1887 Pram featured on Postage Stamp
In 1984 the US Postal Service issued the 7.4¢ Baby Buggy Stamp part of the 1880s Coil Transportation Series Stamps. The First Day of Issue was April 7, 1984.  The stamp featured a wicker Pram (baby buggy) which was offered for sale by the St. Nicholas Toy Company in 1887 for the price of $18.50. 
 
 
1887 Tricyle on Postage Stamp
May 6, 1984 : 6-cents tricycle stamp in the Transportation Series with the first day in a city with an appropriate name for a cancel, Childs, Md. 21916. The tricycle design is a pen and ink drawing of an Acme tricycle sold by the St. Nicholas Toy Co. of Chicago in its 1887 mail order catalogue.

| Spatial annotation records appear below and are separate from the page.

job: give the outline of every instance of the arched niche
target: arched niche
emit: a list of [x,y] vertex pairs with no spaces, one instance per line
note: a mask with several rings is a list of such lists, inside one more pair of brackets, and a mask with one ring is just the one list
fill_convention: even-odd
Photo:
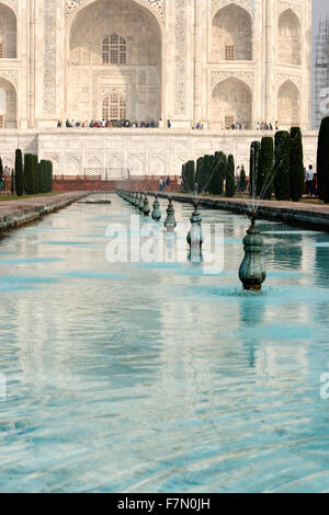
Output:
[[279,19],[279,62],[283,65],[302,65],[300,22],[291,9]]
[[68,25],[69,118],[102,119],[109,89],[125,95],[132,122],[161,117],[162,28],[150,9],[135,0],[95,0],[76,12]]
[[0,2],[0,59],[16,58],[16,15]]
[[300,124],[300,93],[291,80],[285,81],[279,89],[277,122],[283,127]]
[[252,92],[245,82],[230,77],[213,90],[212,127],[223,130],[229,128],[232,123],[251,129]]
[[252,60],[252,19],[246,9],[230,3],[213,19],[214,61]]
[[0,77],[0,128],[16,128],[18,95],[14,85]]

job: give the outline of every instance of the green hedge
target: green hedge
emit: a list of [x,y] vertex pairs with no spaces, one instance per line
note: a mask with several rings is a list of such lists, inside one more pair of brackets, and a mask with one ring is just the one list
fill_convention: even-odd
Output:
[[304,173],[304,156],[303,156],[303,138],[299,127],[291,129],[291,198],[298,202],[304,193],[305,173]]
[[322,119],[318,138],[317,179],[320,201],[329,204],[329,116]]
[[235,158],[230,154],[227,158],[226,195],[234,197],[236,193]]
[[276,201],[291,198],[291,135],[286,130],[275,134],[274,193]]
[[22,196],[24,194],[24,171],[22,150],[20,149],[15,151],[14,186],[16,195]]
[[262,198],[271,199],[274,182],[274,141],[271,137],[264,137],[261,140],[258,176],[257,195]]

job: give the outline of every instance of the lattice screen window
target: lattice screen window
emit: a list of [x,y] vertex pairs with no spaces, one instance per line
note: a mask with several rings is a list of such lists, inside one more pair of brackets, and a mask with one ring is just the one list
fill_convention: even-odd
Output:
[[126,65],[127,62],[127,45],[124,37],[117,34],[103,39],[102,45],[103,65]]
[[230,128],[235,123],[234,116],[225,116],[225,128]]
[[232,45],[225,47],[225,60],[235,60],[235,47]]
[[103,119],[126,119],[126,101],[118,93],[111,93],[105,96],[102,105]]

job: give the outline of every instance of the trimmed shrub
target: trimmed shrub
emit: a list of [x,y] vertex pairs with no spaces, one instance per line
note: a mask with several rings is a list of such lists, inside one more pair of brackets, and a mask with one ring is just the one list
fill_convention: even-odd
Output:
[[291,135],[286,130],[275,134],[274,193],[276,201],[291,198]]
[[224,192],[223,160],[225,160],[225,154],[223,152],[215,152],[212,179],[212,193],[214,195],[223,195]]
[[195,187],[195,162],[188,161],[184,164],[184,191],[186,193],[194,192]]
[[303,137],[299,127],[291,128],[291,198],[298,202],[304,193],[305,173]]
[[25,153],[24,156],[24,175],[25,175],[25,192],[27,195],[34,193],[34,165],[33,154]]
[[241,193],[245,193],[247,190],[247,176],[243,164],[241,165],[241,172],[239,176],[239,190]]
[[322,119],[318,138],[317,179],[320,201],[329,203],[329,116]]
[[203,161],[203,173],[202,173],[202,192],[208,192],[209,183],[212,180],[214,156],[205,156]]
[[14,174],[14,171],[11,172],[10,191],[11,191],[11,194],[14,195],[14,193],[15,193],[15,174]]
[[236,179],[235,179],[235,158],[230,154],[227,158],[227,176],[226,176],[226,195],[228,197],[235,196],[236,193]]
[[257,195],[272,198],[274,186],[274,141],[271,137],[262,138],[257,175]]
[[201,183],[202,183],[202,176],[203,176],[203,158],[198,158],[196,161],[196,176],[195,176],[195,183],[197,184],[197,192],[202,192]]
[[250,146],[250,171],[249,171],[249,194],[252,198],[257,195],[257,178],[260,153],[260,142],[252,141]]
[[14,191],[18,196],[24,194],[24,171],[23,171],[23,157],[22,150],[15,151],[15,172],[14,172]]

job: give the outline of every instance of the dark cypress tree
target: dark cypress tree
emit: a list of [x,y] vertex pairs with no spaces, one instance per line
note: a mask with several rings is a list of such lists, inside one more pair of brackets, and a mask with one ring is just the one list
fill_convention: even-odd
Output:
[[262,138],[258,175],[257,195],[262,198],[272,198],[274,187],[274,141],[271,137]]
[[235,196],[236,193],[236,178],[235,178],[235,158],[230,154],[227,158],[227,178],[226,178],[226,195],[228,197]]
[[39,162],[39,182],[41,182],[41,193],[46,193],[47,192],[47,164],[46,161],[41,161]]
[[299,127],[291,128],[291,198],[298,202],[304,192],[304,153],[303,137]]
[[182,164],[182,185],[183,192],[186,193],[186,163]]
[[196,161],[196,176],[195,176],[195,182],[197,184],[198,193],[201,193],[202,175],[203,175],[203,158],[198,158]]
[[241,165],[241,172],[239,178],[239,190],[241,193],[245,193],[247,190],[247,176],[243,164]]
[[33,171],[32,171],[32,153],[24,156],[24,176],[25,176],[25,192],[27,195],[33,194]]
[[195,191],[195,162],[190,161],[189,165],[189,186],[190,186],[190,192]]
[[226,180],[227,180],[227,156],[224,152],[220,156],[219,174],[220,174],[220,181],[223,181],[223,193],[224,193],[224,184],[226,184]]
[[224,191],[224,176],[222,175],[220,162],[223,160],[223,152],[215,152],[214,170],[212,179],[212,193],[214,195],[223,195]]
[[38,192],[38,175],[37,175],[37,156],[33,154],[32,156],[32,176],[33,176],[33,192],[34,194],[39,193]]
[[202,169],[202,188],[201,188],[202,192],[208,191],[208,186],[209,186],[209,182],[212,178],[212,171],[213,171],[212,164],[213,164],[212,156],[205,156],[204,161],[203,161],[203,169]]
[[291,135],[286,130],[275,134],[274,193],[276,201],[291,198]]
[[322,119],[318,138],[317,180],[320,201],[329,203],[329,116]]
[[257,196],[259,153],[260,153],[260,142],[252,141],[250,146],[250,172],[249,172],[249,194],[252,198],[256,198]]
[[195,187],[195,162],[188,161],[184,164],[184,191],[186,193],[194,192]]
[[22,150],[15,151],[15,192],[19,197],[24,193],[24,172],[23,172],[23,157]]
[[48,193],[52,193],[54,188],[54,170],[52,161],[48,161]]

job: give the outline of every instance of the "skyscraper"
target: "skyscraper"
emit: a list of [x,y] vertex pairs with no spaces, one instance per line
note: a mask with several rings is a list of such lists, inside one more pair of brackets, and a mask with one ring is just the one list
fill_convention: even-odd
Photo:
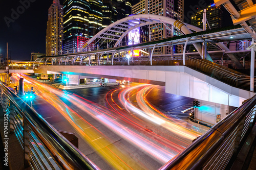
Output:
[[89,39],[90,10],[89,1],[64,1],[63,53],[77,52]]
[[53,0],[48,10],[46,33],[46,55],[61,53],[63,41],[63,6],[59,0]]
[[[132,12],[134,14],[153,14],[174,18],[174,9],[176,9],[176,17],[177,19],[183,20],[183,0],[178,0],[175,3],[174,0],[140,0],[140,2],[133,6]],[[163,23],[154,24],[150,26],[150,40],[157,40],[172,36],[172,33]],[[175,31],[174,35],[177,35]],[[172,48],[164,46],[155,48],[154,54],[170,54]],[[179,52],[182,51],[179,50]]]
[[[215,7],[209,6],[206,9],[206,30],[217,28],[221,28],[222,25],[222,11],[221,6]],[[200,9],[191,16],[191,25],[203,29],[203,17],[204,9]],[[208,25],[208,24],[209,25]]]
[[[63,53],[79,52],[103,28],[130,14],[131,4],[129,0],[65,0]],[[112,45],[108,40],[95,41],[101,48]],[[84,51],[93,51],[97,45],[93,42]]]
[[[191,25],[203,29],[203,19],[204,9],[206,10],[206,30],[212,29],[215,28],[221,28],[222,25],[222,11],[221,7],[216,7],[213,5],[209,5],[204,9],[199,9],[196,13],[191,16]],[[213,45],[211,43],[207,43],[207,51],[218,50],[216,45]],[[193,45],[189,47],[190,52],[196,52],[197,50]]]

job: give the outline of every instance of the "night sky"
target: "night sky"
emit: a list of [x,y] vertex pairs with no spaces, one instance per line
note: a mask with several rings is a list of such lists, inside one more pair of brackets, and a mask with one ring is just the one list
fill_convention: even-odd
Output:
[[[191,7],[199,6],[200,1],[200,4],[207,5],[214,3],[213,0],[184,1],[184,15],[188,16],[190,13],[189,12],[193,11]],[[24,8],[20,3],[23,2],[30,2],[30,4],[26,3],[26,8]],[[1,1],[0,54],[5,57],[7,42],[12,59],[28,60],[32,52],[45,53],[48,9],[52,2],[52,0]],[[138,2],[139,0],[134,1],[133,4]],[[60,2],[62,4],[63,1],[60,0]],[[17,12],[19,13],[18,15],[14,15]],[[230,21],[225,23],[232,24]]]

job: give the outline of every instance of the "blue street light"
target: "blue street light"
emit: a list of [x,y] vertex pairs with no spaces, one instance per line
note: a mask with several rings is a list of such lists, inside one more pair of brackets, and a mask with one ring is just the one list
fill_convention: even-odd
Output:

The "trike" was offered in 11 options, including a choice of wooden, steel or rubber wheels, at prices ranging from $8.50 to $30. The catalogue description was "now too well-known and thoroughly tested to need a description, being unquestionably the best juvenile tricycle ever made."

1895 Ladies Bicycle
1895 St. Nicholas Manufactured by: St. Nicholas Toy Company; Chicago, IL Features: Ladies 28” pneumatic; Wood wheel guards; Wood chain guard; Wood rims;
 

Heaton and Harry were also inventors and held patents for improvements to the bicycle wheel (1883), the roller-skate wheel (1885) and the bicycle seat (1892).